After I returned from Prescott I walked the fence line and found where it was entering and exiting. Enough large tree branches have come down on top of my fences that all the gates now gape a little, some of them by about half a foot. To compensate for this, I’ve chained handy panels across them, especially the double gates. That keeps the turkeys from slipping out of the safe zone, unless of course they’re laying hens who will not be stopped from reaching their chosen nesting site by any means. On the other side of the gate I found a smooth, rounded indentation in the earth that lined up with one of the larger square holes in the handy panel. Definitely too small to be a coyote, who prefer to climb anyway. I was back to wondering about a feral cat.
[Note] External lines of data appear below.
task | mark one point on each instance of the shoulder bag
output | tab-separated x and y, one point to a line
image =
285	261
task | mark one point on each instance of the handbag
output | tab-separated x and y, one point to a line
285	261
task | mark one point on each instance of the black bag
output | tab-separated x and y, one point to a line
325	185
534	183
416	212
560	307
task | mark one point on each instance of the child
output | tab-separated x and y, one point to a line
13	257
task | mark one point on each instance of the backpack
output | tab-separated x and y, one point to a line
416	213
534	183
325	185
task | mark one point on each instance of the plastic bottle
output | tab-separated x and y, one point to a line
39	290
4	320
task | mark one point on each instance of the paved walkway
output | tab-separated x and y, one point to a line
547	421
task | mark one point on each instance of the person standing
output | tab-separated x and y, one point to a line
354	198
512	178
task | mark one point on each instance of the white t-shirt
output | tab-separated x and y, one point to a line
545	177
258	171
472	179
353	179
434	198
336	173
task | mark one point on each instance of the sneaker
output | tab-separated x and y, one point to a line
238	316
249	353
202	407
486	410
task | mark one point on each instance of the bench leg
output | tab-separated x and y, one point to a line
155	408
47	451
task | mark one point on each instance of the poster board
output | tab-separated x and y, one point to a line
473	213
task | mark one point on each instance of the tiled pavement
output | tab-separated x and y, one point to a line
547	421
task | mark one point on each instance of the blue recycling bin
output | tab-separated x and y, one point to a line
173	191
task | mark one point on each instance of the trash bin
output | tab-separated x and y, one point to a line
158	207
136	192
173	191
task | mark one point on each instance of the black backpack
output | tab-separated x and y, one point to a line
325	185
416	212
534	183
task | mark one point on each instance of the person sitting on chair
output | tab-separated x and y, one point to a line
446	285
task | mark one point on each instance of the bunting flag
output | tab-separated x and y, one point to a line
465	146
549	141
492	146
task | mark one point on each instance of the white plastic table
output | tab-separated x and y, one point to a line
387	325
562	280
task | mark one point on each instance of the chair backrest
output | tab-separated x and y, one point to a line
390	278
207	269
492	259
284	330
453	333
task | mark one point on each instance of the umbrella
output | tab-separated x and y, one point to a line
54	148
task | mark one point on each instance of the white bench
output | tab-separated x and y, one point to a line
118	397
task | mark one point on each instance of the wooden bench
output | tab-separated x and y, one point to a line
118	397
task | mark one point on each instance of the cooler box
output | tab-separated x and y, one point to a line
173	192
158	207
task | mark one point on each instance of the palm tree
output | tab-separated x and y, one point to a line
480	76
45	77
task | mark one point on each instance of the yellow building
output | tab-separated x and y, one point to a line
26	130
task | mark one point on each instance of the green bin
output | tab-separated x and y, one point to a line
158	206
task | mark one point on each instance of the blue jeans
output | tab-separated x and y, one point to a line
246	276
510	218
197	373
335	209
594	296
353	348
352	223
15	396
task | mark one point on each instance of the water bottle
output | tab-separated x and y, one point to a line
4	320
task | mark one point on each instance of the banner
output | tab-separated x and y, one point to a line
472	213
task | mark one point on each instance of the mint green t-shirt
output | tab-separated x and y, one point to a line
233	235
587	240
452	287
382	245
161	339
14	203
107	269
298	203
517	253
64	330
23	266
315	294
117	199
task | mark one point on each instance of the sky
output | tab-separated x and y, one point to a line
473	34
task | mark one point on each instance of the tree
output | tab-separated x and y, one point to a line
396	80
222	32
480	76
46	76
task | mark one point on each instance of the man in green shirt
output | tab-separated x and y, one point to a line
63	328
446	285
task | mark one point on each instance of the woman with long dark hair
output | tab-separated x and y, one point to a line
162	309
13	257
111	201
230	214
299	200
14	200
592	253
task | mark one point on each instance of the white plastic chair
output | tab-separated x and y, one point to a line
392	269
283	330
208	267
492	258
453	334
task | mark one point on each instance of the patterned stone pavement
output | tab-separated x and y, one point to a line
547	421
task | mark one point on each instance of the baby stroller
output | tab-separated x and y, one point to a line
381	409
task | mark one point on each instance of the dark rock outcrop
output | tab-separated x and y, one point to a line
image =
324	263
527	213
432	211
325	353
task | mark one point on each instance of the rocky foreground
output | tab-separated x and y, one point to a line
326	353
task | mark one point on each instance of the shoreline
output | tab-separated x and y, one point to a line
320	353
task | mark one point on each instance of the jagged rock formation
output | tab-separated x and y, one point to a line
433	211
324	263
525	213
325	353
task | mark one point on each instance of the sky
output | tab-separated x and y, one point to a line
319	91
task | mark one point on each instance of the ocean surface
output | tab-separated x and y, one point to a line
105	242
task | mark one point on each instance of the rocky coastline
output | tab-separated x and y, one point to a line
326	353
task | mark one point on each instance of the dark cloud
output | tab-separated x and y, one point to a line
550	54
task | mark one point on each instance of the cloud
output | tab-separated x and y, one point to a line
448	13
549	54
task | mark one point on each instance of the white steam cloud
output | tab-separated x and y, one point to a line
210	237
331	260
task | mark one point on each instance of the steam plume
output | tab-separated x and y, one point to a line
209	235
Then Saturday I was talking with Kyle, the guy with the Kubota I covet who is presently doing some cleanup work for me. He’s been moving fallen trees from Tier Two to Tier One where I someday hope to burn them. Somehow, the conversation circled around to the many critters Moosie has deterred and I mentioned that Moosie took the otter that killed one of my toms. That’s when he says, “The last time I was down here, I saw an otter in the creek. That thing was really booking, riding the current.”
And in my mind’s eye that feral cat resolved to what it was: an otter. That critter has been waiting until the dogs are sleeping up on Tier Four, then slithering easily through the square in the handy panel, trekking across the pasture to the barn to take my eggs. Then, later in the afternoon, it was crossing into the Mason Ditch and making its way to my chicken coop (which is only a yard or so off the ditch bank) to fill its belly on another round of organic eggs.
Bear is now spending his days down in the pasture, abandoned there by Moosie, who can get up to Tier Three as easily as he makes his way down to Tier Two. But Moosie doesn’t need to be held down on Tier Two. Even starting from the parking area, he’s fast enough to reach the fence line before Bear. Meanwhile, I’ll wire some hardware cloth to the handy panel.
@!*%*!! otter! You are not welcome to my eggs!
Love your stories with description of what is going on. I could not figure what might have been getting eggs. Never thought of an otter. Does everyone have idea to trap and relocate, or some idea how to deal with critter. Be sure to let us know how you handle the situation. Your stories sure confirm you are a good author.